MiroBench

Benchmarking Realism in Agentic Simulation of Real-world Discussions

MiroBench is a benchmark for evaluating whether LLM-generated online discussion threads match real Reddit discussion patterns.

Website | PDF | Code | HuggingFace(coming soon)

Overview

MiroBench provides:

5 product domains with real Reddit discussion threads scored on standardized metrics
9 scorer families covering 57 fine-grained metrics across lexical diversity, semantic similarity, toxicity, emotion, politeness, disagreement, narrativity, and thread structure
Statistical comparison tools to measure how closely generated threads match real discussion patterns (MWU test, KS test, Cliff's delta, Wasserstein distance)
Product descriptions for each domain to use as generation context
Iterative LLM-driven calibration system that automatically tunes simulation parameters to close the gap between generated and real discussion distributions

Domains

Domain	Real Threads	Products	Description
`credit_cards`	2,653	200	Credit card discussion threads from r/CreditCards
`cameras`	738	200	Digital/mirrorless camera discussions from photography subreddits
`cell_phones`	358	200	Smartphone discussions from phone-related subreddits
`headphones`	256	200	Headphone/earbuds discussions from audio subreddits
`laptops`	307	200	Laptop discussions from computing subreddits

Metrics

MiroBench evaluates generated threads across 9 scorer families:

Scorer	Key Metrics	Description
Disagreement	`mean_disagree_probability`, `hard_disagree_rate`	Stance classification on parent-reply pairs using RoBERTa
Self-BLEU	`self_bleu_2`, `self_bleu_3`, `self_bleu_4`	Lexical diversity across comments (lower = more diverse)
Self-BERTScore	`self_bertscore_mean_f1`	Semantic similarity between comment pairs
Semantic Uniformity	`semantic_mean_cosine`	Embedding-space similarity via sentence-transformers
StorySeeker	`mean_story_probability`, `story_rate`	Narrative content detection
GoEmotions	`emotion_entropy`, `emotion_shift_rate`, `dominant_emotion_share`	Fine-grained emotion classification (28 categories)
Politeness	`polite_rate`, `impolite_rate`, `neutral_rate`	Politeness/civility classification
Structure	`max_depth`, `avg_depth`, `avg_branching_factor`, `structural_virality`	Thread tree topology
Detoxify	`toxicity_mean`, `obscene_mean`, `insult_mean`, `identity_attack_mean`	Multi-dimensional toxicity scoring

Installation

git clone https://github.com/yyu6/MiroBench.git
cd MiroBench
pip install -e .

Dependencies

Core dependencies are installed automatically. Some scorers require additional model downloads (handled automatically on first use via HuggingFace):

sentence-transformers/all-mpnet-base-v2 (semantic uniformity)
microsoft/deberta-xlarge-mnli (BERTScore)
SamLowe/roberta-base-go_emotions (emotion classification)
Intel/polite-guard (politeness)
mariaantoniak/storyseeker (narrative detection)

For the disagreement scorer, you need the Stance_Rel model checkpoint. See Disagreement Setup below.

For detoxify scoring, install the detoxify package:

pip install detoxify

Quick Start

1. Generate Discussion Threads

Generate threads using your method of choice.

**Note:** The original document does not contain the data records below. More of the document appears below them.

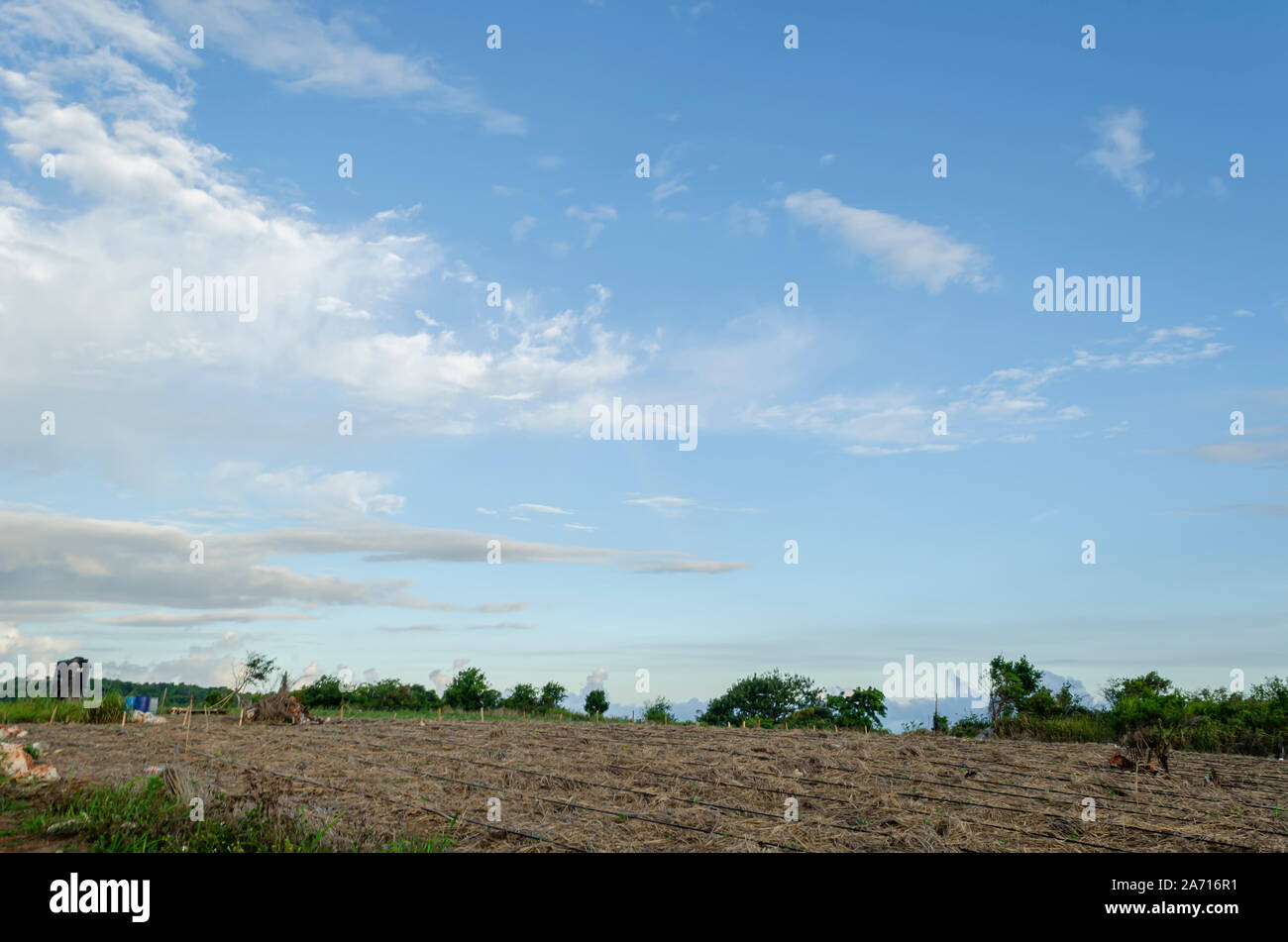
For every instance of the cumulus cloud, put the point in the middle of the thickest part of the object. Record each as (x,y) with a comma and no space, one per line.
(906,250)
(1122,152)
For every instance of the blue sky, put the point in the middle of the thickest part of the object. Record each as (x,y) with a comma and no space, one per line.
(472,422)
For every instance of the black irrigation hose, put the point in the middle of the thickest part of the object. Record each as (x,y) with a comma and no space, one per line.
(669,743)
(986,824)
(1041,813)
(623,789)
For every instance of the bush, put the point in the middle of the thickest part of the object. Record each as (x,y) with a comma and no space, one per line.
(658,710)
(768,697)
(469,691)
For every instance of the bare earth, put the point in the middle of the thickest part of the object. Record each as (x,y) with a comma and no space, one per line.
(613,786)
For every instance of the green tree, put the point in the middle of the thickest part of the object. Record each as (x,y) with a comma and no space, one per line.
(862,708)
(763,696)
(553,695)
(658,710)
(523,697)
(1012,683)
(469,691)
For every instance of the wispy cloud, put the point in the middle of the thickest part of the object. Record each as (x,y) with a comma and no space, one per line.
(1122,152)
(906,250)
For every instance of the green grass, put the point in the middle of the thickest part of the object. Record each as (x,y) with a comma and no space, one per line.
(145,816)
(39,709)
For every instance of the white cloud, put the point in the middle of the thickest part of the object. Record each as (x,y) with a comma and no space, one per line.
(595,219)
(1122,152)
(906,250)
(541,508)
(310,54)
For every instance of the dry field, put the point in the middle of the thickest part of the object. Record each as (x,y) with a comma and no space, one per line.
(612,786)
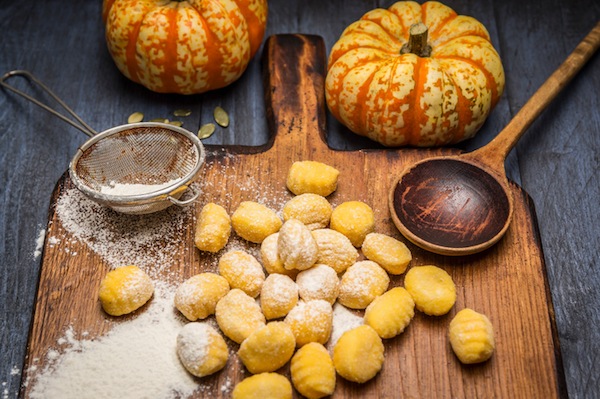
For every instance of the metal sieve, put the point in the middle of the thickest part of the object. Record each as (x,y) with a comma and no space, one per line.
(136,168)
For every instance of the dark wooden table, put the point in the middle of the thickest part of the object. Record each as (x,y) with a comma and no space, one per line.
(556,162)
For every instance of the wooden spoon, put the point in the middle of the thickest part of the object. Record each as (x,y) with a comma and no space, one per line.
(460,205)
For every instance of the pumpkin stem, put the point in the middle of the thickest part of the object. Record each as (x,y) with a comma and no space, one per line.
(417,41)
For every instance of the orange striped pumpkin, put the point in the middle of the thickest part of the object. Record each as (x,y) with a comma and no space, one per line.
(434,86)
(184,47)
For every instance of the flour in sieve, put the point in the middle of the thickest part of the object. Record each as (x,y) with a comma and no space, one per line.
(135,359)
(147,241)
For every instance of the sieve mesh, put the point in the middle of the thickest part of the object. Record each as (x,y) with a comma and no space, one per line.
(139,155)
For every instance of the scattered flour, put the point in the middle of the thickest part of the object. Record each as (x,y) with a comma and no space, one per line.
(136,359)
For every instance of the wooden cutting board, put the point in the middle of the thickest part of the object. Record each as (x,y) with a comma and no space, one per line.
(507,282)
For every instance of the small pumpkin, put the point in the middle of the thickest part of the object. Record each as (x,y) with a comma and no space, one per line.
(418,75)
(184,47)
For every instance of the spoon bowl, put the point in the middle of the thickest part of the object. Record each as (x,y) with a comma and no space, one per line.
(461,205)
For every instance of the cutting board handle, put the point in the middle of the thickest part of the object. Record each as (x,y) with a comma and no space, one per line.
(294,67)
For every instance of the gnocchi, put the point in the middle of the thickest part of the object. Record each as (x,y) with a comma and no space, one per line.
(197,296)
(471,336)
(312,177)
(432,289)
(124,290)
(254,222)
(390,313)
(212,229)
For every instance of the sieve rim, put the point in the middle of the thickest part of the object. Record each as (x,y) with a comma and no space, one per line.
(162,194)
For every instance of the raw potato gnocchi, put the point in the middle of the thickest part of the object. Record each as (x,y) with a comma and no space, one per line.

Each thread should be saved as a discussion.json file in its own directory:

my_generated_threads/
  thread_001/
    discussion.json
  thread_002/
    discussion.json
  ...

See mirobench/data/example_thread_format.json for the expected JSON schema.

2. Score Your Threads

mirobench score my_generated_threads/ --device cpu

This runs all 9 scorers on each thread and produces my_generated_threads/thread_scores.csv.

Options:

--device cpu|cuda|mps — device for model inference
--force — re-score threads that already have results
--output-prefix NAME — change the output filename prefix

3. Compare Against Real Data

mirobench compare my_generated_threads/thread_scores.csv \
    --domains credit_cards cameras \
    --core-only \
    --model-name "my-model"

This computes statistical comparisons against the real reference data and outputs mirobench_comparison.csv with per-metric results.

Options:

--domains DOMAIN [DOMAIN ...] — compare against specific domains (default: all 5)
--core-only — restrict to the 16 core metrics across 5 families (Diversity / Tone / Structure / Content / Toxicity) used in the paper's leaderboard. Recommended for paper-style reporting.
--model-name NAME — label for your model in the output
--output PATH — custom output path

4. Interpret Results

The comparison CSV contains per-metric statistical measures:

Measure	What It Tells You
`mwu_p_value`	Mann-Whitney U test p-value (distribution difference significance)
`ks_p_value`	Kolmogorov-Smirnov test p-value (distribution shape difference)
`cliffs_delta`	Effect size (-1 to 1, how much distributions differ)
`cliffs_delta_interpretation`	`negligible` / `small` / `medium` / `large`
`wasserstein`	Earth Mover's Distance (lower = closer to real)
`quantile_error`	Mean absolute error across quantiles (lower = better)
`empirical_fail_rate`	Fraction of generated values outside the 95% CI of real data

Goal: Metrics closer to the real distribution (lower Wasserstein, lower Cliff's delta, higher p-values) indicate more realistic generated threads.

Thread Format

Each generated thread must be a JSON file named discussion.json with this structure:

{
  "posts": [
    {
      "post_id": 1,
      "author": "username",
      "content": "Post text...",
      "comments": [
        {
          "comment_id": 1,
          "author": "commenter",
          "content": "Reply text...",
          "depth": 0,
          "replies": [
            {
              "comment_id": 2,
              "author": "another_user",
              "content": "Nested reply...",
              "depth": 1,
              "replies": []
            }
          ]
        }
      ]
    }
  ]
}

Required fields: posts[].content, posts[].comments[].content, comments[].replies. Other fields (author, likes, timestamp, etc.) are optional but improve scoring fidelity.

Disagreement Scorer Setup

The disagreement scorer uses the Stance_Rel RoBERTa-based stance classification model released by Luo et al., which is the only scorer that requires a manual checkpoint download — the remaining eight scorers either need no model or pull from HuggingFace automatically.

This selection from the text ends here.